It was our 15th Wedding Anniversary last Wednesday. Our tradition is to go for a steak dinner. But now, we have one more. A few years ago, I started asking her this simple question, “What are three things I can do to be a greater blessing to you?” on every anniversary. Once she answers, she asks me the same question. It may sound like a small change in our anniversary tradition, but I think it made a big difference in our marriage. Though the question remains the same, the answers are always different, so it makes our anniversary dinner more meaningful. But most importantly, as we begin to answer the question, we get valuable knowledge about what each other wants from each other that was difficult to communicate in our daily lives.
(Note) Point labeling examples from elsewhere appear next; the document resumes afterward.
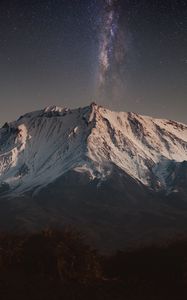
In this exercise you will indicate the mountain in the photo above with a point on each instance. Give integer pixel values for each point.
(119, 176)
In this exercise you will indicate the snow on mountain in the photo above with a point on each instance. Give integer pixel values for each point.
(43, 145)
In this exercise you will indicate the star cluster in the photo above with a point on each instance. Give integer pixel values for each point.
(125, 54)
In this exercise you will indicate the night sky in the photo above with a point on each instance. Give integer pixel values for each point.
(126, 55)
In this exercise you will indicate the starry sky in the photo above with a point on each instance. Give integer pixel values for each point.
(126, 55)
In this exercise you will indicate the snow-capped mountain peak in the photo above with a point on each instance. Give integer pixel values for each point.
(43, 145)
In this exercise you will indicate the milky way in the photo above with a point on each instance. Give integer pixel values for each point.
(111, 47)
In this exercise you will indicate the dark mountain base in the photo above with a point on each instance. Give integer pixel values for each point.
(59, 265)
(114, 214)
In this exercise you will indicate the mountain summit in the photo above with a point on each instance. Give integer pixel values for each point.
(43, 145)
(119, 177)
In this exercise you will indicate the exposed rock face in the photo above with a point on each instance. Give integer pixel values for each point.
(116, 174)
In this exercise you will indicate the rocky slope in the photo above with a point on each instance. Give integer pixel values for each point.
(119, 177)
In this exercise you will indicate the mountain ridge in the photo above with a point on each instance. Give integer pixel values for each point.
(43, 145)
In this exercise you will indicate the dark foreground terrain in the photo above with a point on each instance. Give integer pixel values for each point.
(59, 265)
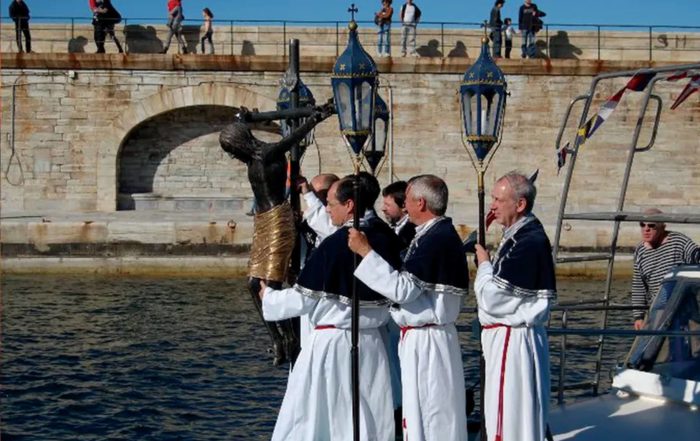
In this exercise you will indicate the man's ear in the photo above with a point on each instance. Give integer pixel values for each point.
(351, 206)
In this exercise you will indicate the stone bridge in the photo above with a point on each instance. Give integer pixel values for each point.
(86, 132)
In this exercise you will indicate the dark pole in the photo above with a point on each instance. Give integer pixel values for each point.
(295, 154)
(482, 242)
(355, 319)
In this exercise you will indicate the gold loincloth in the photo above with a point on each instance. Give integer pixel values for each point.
(273, 243)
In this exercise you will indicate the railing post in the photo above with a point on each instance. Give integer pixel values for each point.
(126, 40)
(442, 39)
(562, 359)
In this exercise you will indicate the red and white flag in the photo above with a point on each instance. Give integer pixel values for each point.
(692, 87)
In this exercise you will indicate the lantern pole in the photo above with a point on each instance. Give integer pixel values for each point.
(483, 84)
(354, 70)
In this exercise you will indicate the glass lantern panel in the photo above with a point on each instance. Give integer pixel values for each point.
(343, 102)
(488, 114)
(309, 138)
(285, 128)
(379, 135)
(467, 101)
(475, 112)
(363, 105)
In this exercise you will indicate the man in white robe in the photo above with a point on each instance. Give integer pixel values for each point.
(318, 401)
(514, 293)
(429, 292)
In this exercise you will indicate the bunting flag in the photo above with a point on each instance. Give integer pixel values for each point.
(637, 83)
(679, 75)
(562, 153)
(692, 87)
(605, 111)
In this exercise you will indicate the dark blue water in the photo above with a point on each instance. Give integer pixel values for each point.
(95, 358)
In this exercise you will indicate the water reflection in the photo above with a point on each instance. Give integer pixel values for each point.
(99, 358)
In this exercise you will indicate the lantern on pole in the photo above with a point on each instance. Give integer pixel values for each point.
(483, 104)
(375, 150)
(354, 83)
(284, 102)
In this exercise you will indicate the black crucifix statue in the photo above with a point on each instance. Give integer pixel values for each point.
(274, 232)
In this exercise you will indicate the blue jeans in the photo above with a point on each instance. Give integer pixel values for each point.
(528, 45)
(384, 39)
(496, 36)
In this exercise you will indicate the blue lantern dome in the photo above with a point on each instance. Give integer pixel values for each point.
(284, 100)
(306, 98)
(483, 96)
(354, 82)
(376, 149)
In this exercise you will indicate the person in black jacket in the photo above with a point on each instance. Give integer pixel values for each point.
(105, 17)
(19, 13)
(410, 16)
(529, 23)
(496, 25)
(394, 209)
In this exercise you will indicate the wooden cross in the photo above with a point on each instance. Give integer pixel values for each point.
(352, 10)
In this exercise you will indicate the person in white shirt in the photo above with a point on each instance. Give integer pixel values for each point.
(428, 293)
(317, 404)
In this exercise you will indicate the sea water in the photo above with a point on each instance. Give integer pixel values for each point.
(99, 358)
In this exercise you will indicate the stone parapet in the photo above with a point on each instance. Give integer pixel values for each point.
(433, 41)
(78, 130)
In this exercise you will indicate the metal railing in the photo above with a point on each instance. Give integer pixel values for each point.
(435, 39)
What I have come to realize is that what my wife requests from me often sounds like a tiny change. But just as painful blisters happen through small but repeated agitation, small change is not small at all. When I make the requested adjustments, I know she will be much more satisfied and less agitated, increasing the chance of a happier marriage.
It is easy to ignore what we consider to be small problems. However, we always need to factor in frequency and duration to understand the real impact. Small lies, small misunderstanding, small revenge, all become something big as they pile up, for a long time.
We typically try to create a big difference through big change. But most of the important things in life, such as relationships, health, growth and character, require constant small deposits for a long time, not a big deposit for a short duration. It may sound disappointing, but it is also good news. Because we just need to start paying attention to the small routines and habits in our lives and make necessary adjustments.